Localization and identification of sumoylated proteins in human sperm: Excessive sumoylation is a marker of defective spermatozoa

Background Sumoylation is a type of post-translational modification that is implicated in the regulation of numerous cellular events. However, its role in the function of human sperm has not yet been characterized. Methods and Results In this study, both immunofluorescence and electron microscopy revealed that small ubiquitin-like modifiers (SUMO) SUMO1 and SUMO2/3 were highly enriched in the neck area of human sperm that is associated with the redundant nuclear envelope and were also detectable in the flagella and some head regions. Similar localization patterns of SUMO were also observed in mouse and fly sperm. Nonmotile, two-tailed, curled tailed, misshapen, microcephalic (small head) and aciphalic (no head) sperm exhibited abnormally high levels of sumoylation in their neck and tail regions relative to normal sperm. Numerous sumoylated proteins, ranging from 20 to 260 kDa, were detected via western blotting and identified by mass spectrometry, and 55 SUMO targets that were present specifically in human sperm, and not in the control fraction, corresponded to flagella proteins, proteins involved in the maturation and differentiation of sperm, heat shock proteins and important glycolytic and mitochondrial enzymes.
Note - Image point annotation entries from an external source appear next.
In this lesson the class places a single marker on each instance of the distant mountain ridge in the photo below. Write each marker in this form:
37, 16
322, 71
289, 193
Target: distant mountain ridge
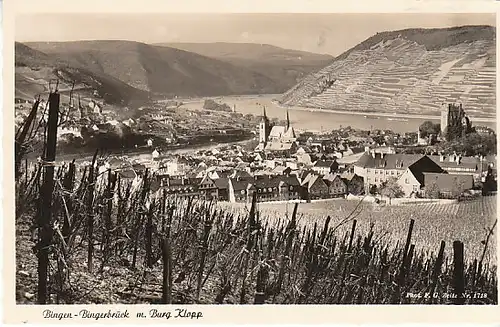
284, 66
407, 71
127, 70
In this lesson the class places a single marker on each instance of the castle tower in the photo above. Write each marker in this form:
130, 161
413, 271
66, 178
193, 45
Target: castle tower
264, 128
445, 110
287, 121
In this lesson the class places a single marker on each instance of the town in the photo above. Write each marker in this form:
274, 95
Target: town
280, 164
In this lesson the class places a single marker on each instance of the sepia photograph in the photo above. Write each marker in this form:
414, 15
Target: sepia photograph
255, 158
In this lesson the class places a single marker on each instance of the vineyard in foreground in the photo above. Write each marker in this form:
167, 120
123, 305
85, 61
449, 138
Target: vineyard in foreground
115, 241
467, 221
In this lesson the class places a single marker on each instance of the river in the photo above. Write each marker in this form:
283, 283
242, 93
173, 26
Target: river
318, 120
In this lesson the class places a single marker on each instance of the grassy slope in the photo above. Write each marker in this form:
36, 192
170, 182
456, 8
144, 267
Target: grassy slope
31, 63
432, 39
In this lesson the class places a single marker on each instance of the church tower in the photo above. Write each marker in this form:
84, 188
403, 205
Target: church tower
264, 129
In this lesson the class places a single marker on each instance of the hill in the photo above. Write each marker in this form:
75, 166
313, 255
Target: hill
409, 71
160, 70
35, 70
284, 66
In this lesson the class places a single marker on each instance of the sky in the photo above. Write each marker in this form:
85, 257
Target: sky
320, 33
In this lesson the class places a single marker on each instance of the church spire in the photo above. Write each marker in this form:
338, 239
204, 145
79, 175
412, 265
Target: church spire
287, 120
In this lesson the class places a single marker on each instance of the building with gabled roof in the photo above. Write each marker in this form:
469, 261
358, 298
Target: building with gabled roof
412, 180
277, 139
376, 168
449, 185
324, 167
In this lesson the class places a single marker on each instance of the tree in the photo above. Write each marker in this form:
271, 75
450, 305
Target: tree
428, 128
391, 189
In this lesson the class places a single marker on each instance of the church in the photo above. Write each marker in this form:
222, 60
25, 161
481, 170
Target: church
276, 139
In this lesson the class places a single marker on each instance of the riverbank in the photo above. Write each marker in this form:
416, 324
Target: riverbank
381, 114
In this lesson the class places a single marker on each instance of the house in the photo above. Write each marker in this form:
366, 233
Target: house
412, 180
376, 168
222, 185
155, 154
337, 187
240, 189
277, 188
315, 187
449, 186
324, 167
208, 189
180, 186
355, 183
456, 164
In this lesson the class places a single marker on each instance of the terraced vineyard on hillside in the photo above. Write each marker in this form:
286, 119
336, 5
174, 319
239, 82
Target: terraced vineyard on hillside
403, 76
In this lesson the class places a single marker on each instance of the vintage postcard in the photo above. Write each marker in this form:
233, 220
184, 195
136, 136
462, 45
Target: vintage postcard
223, 162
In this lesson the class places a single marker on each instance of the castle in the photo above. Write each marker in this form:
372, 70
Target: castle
276, 138
454, 121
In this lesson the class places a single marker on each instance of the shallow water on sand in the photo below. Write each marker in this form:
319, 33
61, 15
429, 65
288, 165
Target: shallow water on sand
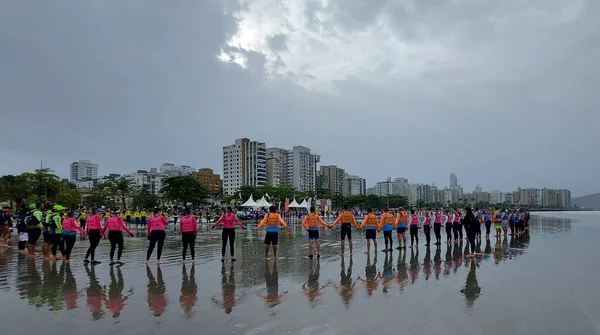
544, 284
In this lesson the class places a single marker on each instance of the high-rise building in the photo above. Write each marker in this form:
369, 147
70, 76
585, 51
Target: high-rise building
244, 163
303, 169
83, 170
453, 180
563, 198
355, 185
332, 178
210, 180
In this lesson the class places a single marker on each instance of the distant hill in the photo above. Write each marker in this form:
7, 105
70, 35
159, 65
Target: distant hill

The targets that were identified included proteins with specific functions in germ cells and sperm, such as heat shock-related 70-kDa protein 2, outer dense fiber protein 3, A-kinase anchor proteins 3 and 4, l-lactate dehydrogenase C, sperm protein associated with the nucleus on the X chromosome B/F, valosin-containing protein, seminogelins, histone H4 and ubiquitin. Coimmunoprecipitation experiments confirmed the sumoylation of semenogelin and indicated that some sperm proteins are modified by sumoylation and ubiquitination simultaneously. Conclusionsn umerous proteins are modified by sumoylation in human sperm; excessive sumoylation is a marker of defective spermatozoa.